Source: benchmarks.cpp
Full doc: docs/scope_guard.md
Measures the overhead of ScopeGuard across all three strategies (EXIT/SUCCESS/FAIL), the dismiss() path, exception unwinding, lambda capture size, and multiple simultaneous guards.
g++ -std=c++20 -O2 benchmarks.cpp -o benchmarks && ./benchmarksOn Apple Silicon (M-series), steady_clock::now() costs ~42 ns per call. Most ScopeGuard operations have a median of 42 ns and a min of 0 ns — they complete in sub-tick time on the hot path. Means in the 55–70 ns range are dominated by measurement noise, not by the guard itself. The exception-path benchmarks use BENCH_CASE_N with 500 iterations so that throw/catch overhead is reliably measurable.
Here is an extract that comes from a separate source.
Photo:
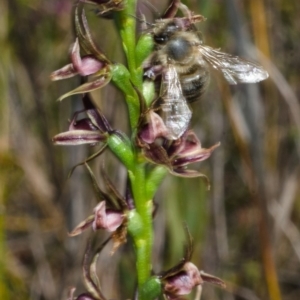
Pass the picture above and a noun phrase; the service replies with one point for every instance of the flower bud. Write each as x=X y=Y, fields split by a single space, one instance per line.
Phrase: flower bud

| Suite | What is measured |
|---|---|
| 1 · EXIT strategy | on_scope_exit and direct ScopeGuard construction on normal exit |
| 2 · SUCCESS strategy | on_scope_success callable runs (no exception) |
| 3 · FAIL strategy | on_scope_fail callable is skipped (normal exit) |
| 4 · Dismiss | Guard dismissed before destruction — callable never runs |
| 5 · Exception path | Guard executes (or is skipped) during throw/catch unwinding |
| 6 · Callable capture size | One int by ref vs four ints by value |
| 7 · Multiple guards | LIFO destruction ordering for 2 and 4 EXIT guards |
Measured with -O2 on an Apple M-series CPU (2026-03-05). Results will vary by hardware.
All normal-path costs are dominated by the measurement floor (~42 ns).
| Operation | Mean | Median |
|---|---|---|
on_scope_exit — empty lambda, normal exit |
~62 ns | 42 ns |
ScopeGuard EXIT — direct construction |
~69 ns | 42 ns |
on_scope_exit — no-capture lambda |
~59 ns | 42 ns |
on_scope_success — callable runs |
~59 ns | 42 ns |
ScopeGuard SUCCESS — direct construction |
~61 ns | 42 ns |
on_scope_fail — callable skipped |
~58 ns | 42 ns |
ScopeGuard FAIL — direct construction |
~58 ns | 42 ns |
on_scope_exit — dismissed |
~56 ns | 42 ns |
on_scope_success — dismissed |
~62 ns | 42 ns |
on_scope_fail — dismissed |
~56 ns | 42 ns |
The median of 42 ns for all these cases confirms they complete in sub-tick time. The means are slightly above the floor due to occasional OS interrupts and cache effects.
Each iteration includes a throw std::runtime_error and a catch(...).
| Operation | Mean |
|---|---|
on_scope_fail — callable runs during unwinding |
~5.79 µs |
on_scope_success — callable skipped during unwinding |
~5.15 µs |
on_scope_exit — callable runs during unwinding |
~4.78 µs |
The ~5 µs cost is dominated by C++ exception machinery (stack unwinding, RTTI, exception object allocation), not by the guard itself. The guard's contribution (an extra std::uncaught_exceptions() call and conditional branch) is lost in the noise of exception handling.
| Operation | Mean |
|---|---|
| EXIT guard — one int by ref | ~43 ns |
| EXIT guard — four ints by value | ~41 ns |
Capture size has no measurable impact. The callable is stored inline in the ScopeGuard object (no heap allocation), and the compiler optimizes the lambda body regardless of how many values are captured.
| Operation | Mean |
|---|---|
| Two EXIT guards — LIFO destruction | ~44 ns |
| Four EXIT guards — LIFO destruction | ~58 ns |
Each additional guard adds at most one extra std::uncaught_exceptions() read and one callable invocation. The cost scales linearly and remains in the sub-tick range.
ScopeGuard on the normal (non-exception) path is essentially free — the median cost is a single timer tick (42 ns), indicating the guard construction, condition check, and callable invocation all complete in under one tick. There is no heap allocation and no virtual dispatch.
On the exception path, the ~5 µs cost is due entirely to C++ exception machinery, not to ScopeGuard. Using on_scope_fail for rollback adds no measurable overhead over not using a guard at all.
Lambda capture size (small vs large) and the number of simultaneous guards (up to 4) have no meaningful impact on performance.